Les investigations complémentaires
En complément du suivi de la circulation des différents variants, ces données permettent l’identification de signaux à investiguer. En particulier, lors de l’émergence de variants pour lesquelles les données disponibles ne sont pas suffisantes pour évaluer leur potentiel impact en santé publique, les premiers cas français sont investigués (caractéristiques et évolution cliniques, antécédents, facteurs de risque, statut vaccinal…) afin d’informer le besoin de mesures spécifiques. Les résultats de ces investigations sont ensuite publiés dans les points épidémiologiques COVID-19 et/ou les analyses de risque variants de Santé publique France. Certaines de ces investigations ayant été menées par des postes financés par le projet européen HERA sont détaillées dans la page de ce projet.
Omicron : une surveillance renforcée sur le territoire
Le suivi au plus près de l’émergence du variant Omicron apparu en France en 2021 est un enjeu majeur de santé publique. Les différentes méthodes de surveillance des variants ont été mobilisées afin d’assurer ce suivi :
La stratégie de criblage, permettant un suivi réactif, a été adaptée pour suivre le variant Omicron en France dès novembre 2021. Omicron ne portait aucune des mutations inclues dans la stratégie de criblage au moment de son émergence fin novembre 2021 (E484K, E484Q et L452R). Si ce profil en criblage (absence des trois mutations cibles) n’était pas spécifique d’Omicron, il était minoritaire et l’évolution de sa proportion permettait d’estimer la dynamique de diffusion d’Omicron en France. Ce profil a donc été ajouté dans les indicateurs suivis quotidiennement par Santé publique France et, dès le 6 janvier 2022, rendu disponible en open data sur la plateforme Géodes et sur data.gouv.fr.

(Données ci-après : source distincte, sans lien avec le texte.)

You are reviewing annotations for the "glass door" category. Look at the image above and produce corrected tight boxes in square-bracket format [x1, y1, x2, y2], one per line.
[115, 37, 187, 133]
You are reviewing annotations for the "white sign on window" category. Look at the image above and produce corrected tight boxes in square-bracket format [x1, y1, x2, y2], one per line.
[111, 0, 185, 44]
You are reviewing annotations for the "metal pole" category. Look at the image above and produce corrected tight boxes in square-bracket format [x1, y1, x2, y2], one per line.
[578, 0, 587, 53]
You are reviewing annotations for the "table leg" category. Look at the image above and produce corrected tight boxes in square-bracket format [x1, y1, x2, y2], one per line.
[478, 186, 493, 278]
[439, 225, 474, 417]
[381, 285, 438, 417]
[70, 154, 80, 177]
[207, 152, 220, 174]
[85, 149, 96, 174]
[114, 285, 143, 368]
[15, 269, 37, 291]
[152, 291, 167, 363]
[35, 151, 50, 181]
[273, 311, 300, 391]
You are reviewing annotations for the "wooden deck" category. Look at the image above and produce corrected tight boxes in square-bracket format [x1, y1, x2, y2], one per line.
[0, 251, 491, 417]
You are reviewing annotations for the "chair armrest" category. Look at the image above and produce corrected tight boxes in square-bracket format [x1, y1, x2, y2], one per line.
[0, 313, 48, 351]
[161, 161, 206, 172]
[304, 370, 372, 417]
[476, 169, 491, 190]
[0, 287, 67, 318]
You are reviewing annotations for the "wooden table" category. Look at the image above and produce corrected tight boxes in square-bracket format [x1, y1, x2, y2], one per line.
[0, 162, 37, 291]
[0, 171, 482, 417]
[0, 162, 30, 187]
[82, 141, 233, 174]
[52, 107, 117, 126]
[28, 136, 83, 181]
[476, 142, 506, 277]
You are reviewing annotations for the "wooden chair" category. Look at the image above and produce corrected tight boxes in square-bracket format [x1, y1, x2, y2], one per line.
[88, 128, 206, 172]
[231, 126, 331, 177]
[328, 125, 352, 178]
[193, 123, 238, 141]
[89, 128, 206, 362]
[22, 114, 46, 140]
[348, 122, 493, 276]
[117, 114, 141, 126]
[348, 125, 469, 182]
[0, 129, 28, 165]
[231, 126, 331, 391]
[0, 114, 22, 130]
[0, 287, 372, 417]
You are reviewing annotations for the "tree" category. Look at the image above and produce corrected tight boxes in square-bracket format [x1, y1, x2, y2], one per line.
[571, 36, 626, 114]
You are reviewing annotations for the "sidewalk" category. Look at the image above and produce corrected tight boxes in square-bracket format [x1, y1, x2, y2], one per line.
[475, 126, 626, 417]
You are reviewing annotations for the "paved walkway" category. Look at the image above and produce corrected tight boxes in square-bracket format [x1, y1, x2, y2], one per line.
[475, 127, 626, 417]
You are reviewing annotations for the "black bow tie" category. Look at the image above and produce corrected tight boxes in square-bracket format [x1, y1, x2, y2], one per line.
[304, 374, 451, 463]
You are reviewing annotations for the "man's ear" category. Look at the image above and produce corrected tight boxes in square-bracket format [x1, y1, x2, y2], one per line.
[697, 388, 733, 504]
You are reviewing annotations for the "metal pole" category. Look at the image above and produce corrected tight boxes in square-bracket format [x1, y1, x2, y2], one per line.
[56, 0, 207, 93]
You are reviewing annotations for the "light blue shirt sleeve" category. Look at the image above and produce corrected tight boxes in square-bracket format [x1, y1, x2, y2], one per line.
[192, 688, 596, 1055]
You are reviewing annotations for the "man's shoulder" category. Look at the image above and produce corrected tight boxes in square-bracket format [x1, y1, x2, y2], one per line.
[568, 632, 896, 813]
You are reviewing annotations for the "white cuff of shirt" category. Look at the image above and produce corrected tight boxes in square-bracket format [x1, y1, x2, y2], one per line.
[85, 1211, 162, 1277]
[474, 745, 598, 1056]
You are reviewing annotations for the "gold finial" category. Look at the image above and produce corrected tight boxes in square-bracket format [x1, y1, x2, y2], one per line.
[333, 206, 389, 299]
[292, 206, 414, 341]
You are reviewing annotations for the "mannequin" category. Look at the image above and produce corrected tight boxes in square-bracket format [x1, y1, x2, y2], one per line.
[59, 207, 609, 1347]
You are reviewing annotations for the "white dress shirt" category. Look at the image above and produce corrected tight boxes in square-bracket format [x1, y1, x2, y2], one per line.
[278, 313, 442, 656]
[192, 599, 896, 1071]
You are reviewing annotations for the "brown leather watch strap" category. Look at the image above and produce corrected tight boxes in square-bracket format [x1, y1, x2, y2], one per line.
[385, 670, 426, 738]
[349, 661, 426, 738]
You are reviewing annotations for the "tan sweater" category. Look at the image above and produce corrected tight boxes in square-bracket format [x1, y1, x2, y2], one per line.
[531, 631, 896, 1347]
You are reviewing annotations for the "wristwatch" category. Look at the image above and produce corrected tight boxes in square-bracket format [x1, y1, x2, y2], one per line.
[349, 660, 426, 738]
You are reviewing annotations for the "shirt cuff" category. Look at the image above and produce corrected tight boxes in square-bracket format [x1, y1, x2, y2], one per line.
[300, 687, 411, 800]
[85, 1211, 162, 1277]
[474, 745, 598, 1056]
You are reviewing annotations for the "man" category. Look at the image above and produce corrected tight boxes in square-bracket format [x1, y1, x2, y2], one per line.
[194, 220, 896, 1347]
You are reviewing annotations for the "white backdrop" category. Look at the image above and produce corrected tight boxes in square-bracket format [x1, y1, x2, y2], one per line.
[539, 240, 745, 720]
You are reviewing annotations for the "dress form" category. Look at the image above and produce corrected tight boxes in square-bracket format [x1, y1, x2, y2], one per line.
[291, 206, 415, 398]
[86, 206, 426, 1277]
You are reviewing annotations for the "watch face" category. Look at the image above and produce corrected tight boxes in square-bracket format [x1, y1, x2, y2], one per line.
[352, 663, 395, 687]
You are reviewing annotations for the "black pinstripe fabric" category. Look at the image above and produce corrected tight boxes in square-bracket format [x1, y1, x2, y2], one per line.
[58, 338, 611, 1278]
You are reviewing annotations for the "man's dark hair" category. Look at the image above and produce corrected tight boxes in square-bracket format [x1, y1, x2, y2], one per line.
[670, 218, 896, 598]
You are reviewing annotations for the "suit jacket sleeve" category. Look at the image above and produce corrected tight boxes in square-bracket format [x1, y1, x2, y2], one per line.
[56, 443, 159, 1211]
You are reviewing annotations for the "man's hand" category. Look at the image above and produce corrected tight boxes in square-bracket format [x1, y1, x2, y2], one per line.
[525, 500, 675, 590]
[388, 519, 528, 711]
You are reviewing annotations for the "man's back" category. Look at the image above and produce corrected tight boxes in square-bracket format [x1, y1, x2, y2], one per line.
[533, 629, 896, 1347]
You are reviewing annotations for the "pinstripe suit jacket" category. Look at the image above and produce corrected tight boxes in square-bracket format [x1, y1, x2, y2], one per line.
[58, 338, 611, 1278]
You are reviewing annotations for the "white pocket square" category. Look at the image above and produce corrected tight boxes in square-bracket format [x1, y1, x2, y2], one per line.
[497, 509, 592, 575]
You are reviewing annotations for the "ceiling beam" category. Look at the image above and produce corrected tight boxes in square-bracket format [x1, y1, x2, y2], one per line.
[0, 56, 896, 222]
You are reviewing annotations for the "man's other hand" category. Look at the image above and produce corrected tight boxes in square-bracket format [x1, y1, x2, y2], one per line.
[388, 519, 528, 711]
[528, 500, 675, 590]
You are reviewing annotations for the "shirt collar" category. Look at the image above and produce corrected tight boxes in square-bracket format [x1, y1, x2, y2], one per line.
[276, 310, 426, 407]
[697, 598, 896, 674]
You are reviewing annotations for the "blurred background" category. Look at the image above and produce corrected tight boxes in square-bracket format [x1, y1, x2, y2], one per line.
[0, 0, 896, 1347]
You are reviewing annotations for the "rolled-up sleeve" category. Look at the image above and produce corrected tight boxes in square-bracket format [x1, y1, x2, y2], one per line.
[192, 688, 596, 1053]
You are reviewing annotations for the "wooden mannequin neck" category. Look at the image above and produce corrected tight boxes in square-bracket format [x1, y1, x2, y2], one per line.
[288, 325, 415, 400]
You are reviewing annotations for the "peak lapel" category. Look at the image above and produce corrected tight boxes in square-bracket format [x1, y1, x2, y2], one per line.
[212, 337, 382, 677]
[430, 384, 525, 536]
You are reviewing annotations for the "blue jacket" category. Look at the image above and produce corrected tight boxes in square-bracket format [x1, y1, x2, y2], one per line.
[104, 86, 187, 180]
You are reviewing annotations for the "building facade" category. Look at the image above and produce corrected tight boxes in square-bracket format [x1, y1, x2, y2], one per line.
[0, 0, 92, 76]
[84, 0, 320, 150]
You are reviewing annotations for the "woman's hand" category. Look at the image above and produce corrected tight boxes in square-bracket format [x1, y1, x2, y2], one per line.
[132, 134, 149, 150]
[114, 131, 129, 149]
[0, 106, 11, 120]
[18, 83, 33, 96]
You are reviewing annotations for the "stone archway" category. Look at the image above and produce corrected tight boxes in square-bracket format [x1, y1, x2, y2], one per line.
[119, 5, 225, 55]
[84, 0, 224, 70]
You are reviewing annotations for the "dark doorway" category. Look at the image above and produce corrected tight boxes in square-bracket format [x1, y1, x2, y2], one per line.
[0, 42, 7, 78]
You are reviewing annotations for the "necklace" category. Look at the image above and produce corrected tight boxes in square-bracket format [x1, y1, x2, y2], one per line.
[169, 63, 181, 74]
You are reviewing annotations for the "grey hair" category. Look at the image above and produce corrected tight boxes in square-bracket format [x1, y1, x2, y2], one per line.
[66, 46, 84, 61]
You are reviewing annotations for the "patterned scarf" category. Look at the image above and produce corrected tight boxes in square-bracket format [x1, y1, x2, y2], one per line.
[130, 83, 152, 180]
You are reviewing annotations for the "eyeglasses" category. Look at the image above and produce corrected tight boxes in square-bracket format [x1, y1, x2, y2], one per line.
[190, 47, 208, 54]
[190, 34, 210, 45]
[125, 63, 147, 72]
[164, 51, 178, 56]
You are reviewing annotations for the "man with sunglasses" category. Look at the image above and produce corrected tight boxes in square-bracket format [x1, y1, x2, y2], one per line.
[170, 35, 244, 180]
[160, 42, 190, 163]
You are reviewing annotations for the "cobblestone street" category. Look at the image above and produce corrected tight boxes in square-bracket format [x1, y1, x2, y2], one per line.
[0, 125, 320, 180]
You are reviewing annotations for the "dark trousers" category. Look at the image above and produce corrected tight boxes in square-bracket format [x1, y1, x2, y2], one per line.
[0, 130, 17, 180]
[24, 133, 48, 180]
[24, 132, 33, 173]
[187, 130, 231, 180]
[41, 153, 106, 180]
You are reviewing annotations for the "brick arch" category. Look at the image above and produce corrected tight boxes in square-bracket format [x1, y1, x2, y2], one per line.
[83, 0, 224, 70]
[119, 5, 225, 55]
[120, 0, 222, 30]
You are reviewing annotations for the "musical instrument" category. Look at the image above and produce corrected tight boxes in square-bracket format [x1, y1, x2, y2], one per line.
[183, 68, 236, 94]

Le profil caractérisé par l’absence des trois mutations inclues dans le criblage n’étant pas retrouvé uniquement chez Omicron, une stratégie de criblage complémentaire a été mise en place. Cette stratégie consistait à recherche plusieurs mutations plus spécifiques du variant Omicron. L’identification d’une de ces mutations était considérée comme une suspicion forte d’Omicron.
La confirmation de l’infection par un variant nécessitant un résultat de séquençage a été renforcé pour suivre au plus près les premiers cas sur le territoire. Une forte mobilisation des laboratoires du Consortium EMERGEN, auxquels il a été demandé de séquencer systématiquement et de manière prioritaire les cas suspects d’infection par Omicron (retours de voyage d’Afrique australe ou absence des trois mutations cibles en criblage), a permis la confirmation et l’identification des premiers cas avec des délais de séquençage considérablement réduits.
Ainsi, le premier cas d’infection avec le variant Omicron a été confirmé par séquençage le 30 novembre 2021 par un des laboratoires séquenceurs du consortium EMERGEN à La Réunion.